While mortgage rates have plummeted over the past decade, credit card interest rates remain excruciatingly high. Mortgage rates, and in particular those borrowers on trackers or standard variable rates, have come down in line with falling Bank of England base rate. However, credit card rates are still hovering around the 19% APR level, with some cards even higher at an eye-watering 39%. Paying off debt at a time when you no longer have a regular wage can have disastrous consequences for your retirement income. This new data shows the harsh reality that many will not be able to release themselves from those ties immediately, as levels of debt are higher than they perhaps imagine.
Prioritise the most expensive debt
The key to getting your financial house in order is to pay down the most expensive debt first. If you have cash to spare, it’s more important to pay off credit or store cards before your mortgage, as these usually have the highest interest rate. Compound interest is your friend when investing in dividend-paying shares, but your enemy when it comes to debt. Now is the time to get your retirement portfolio in the best possible shape and keep a watchful eye on it up to and during your retirement years.

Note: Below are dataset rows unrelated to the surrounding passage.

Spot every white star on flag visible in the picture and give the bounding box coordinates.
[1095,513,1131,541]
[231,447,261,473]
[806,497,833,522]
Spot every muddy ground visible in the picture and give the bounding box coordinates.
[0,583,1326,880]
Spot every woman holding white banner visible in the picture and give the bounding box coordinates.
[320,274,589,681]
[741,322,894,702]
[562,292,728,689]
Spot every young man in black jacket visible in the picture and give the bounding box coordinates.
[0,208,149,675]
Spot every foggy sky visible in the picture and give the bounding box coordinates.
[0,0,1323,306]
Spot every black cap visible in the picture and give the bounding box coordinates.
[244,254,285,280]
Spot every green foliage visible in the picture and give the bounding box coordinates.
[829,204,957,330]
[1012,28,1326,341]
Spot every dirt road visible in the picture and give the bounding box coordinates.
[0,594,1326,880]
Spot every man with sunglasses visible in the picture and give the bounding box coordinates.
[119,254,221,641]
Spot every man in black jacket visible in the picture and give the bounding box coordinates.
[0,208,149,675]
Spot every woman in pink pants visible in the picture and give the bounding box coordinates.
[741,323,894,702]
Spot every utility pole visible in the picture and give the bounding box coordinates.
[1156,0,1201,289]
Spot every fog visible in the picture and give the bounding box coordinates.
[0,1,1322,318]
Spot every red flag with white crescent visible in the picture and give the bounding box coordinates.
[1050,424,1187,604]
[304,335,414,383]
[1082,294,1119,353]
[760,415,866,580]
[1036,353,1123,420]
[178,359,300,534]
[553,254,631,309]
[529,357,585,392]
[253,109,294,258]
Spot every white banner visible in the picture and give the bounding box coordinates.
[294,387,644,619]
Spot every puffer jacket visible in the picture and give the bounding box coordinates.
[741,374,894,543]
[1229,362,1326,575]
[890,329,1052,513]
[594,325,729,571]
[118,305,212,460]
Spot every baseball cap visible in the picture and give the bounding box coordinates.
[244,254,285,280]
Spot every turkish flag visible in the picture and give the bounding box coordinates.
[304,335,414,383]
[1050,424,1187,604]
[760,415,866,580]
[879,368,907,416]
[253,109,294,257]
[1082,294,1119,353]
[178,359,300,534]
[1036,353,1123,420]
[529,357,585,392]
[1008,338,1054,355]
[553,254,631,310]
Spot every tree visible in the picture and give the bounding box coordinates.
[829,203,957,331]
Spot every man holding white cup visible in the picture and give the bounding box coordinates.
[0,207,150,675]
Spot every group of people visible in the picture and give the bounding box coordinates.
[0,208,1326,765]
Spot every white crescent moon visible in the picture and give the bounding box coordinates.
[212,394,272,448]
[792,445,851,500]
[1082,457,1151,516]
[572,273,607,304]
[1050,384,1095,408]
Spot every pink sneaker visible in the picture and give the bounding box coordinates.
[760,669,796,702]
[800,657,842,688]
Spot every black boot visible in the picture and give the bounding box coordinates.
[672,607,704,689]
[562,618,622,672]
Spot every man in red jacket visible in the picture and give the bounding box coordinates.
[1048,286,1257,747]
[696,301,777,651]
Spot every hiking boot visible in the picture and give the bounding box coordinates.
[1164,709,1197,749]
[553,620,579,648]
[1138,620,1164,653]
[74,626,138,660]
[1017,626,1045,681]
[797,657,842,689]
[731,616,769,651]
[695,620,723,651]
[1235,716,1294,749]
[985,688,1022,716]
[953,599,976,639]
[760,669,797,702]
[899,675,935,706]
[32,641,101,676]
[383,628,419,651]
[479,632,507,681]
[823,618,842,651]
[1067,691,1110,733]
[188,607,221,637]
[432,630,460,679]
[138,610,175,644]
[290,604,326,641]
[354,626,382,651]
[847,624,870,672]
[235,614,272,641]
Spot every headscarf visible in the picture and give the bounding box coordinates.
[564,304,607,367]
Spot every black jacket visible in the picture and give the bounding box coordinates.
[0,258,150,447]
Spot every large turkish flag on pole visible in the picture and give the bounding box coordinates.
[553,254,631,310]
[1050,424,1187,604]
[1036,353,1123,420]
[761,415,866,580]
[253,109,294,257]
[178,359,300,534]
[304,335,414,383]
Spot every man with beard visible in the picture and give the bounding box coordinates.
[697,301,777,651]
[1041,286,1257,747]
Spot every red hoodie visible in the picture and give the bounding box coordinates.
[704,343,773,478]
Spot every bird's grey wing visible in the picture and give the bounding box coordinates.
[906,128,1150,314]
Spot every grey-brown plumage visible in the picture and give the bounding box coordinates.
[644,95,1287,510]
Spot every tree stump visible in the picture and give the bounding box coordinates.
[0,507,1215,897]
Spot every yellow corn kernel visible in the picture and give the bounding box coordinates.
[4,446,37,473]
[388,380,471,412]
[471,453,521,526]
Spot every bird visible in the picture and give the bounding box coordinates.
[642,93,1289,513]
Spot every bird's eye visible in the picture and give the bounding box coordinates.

Too few people consider that the income needs of people in retirement are seldom constant. Research has shown that spending in retirement typically exhibits a ‘smile’ pattern: starting off high as people remain fit and have more leisure time, before falling as activity levels drop and eventually rising again as the requirement for additional care increases living costs. With this in mind, it only makes sense to take a sensible approach to your income draw-down and leave plenty of money in your retirement pot for the later years when you’ll need it most.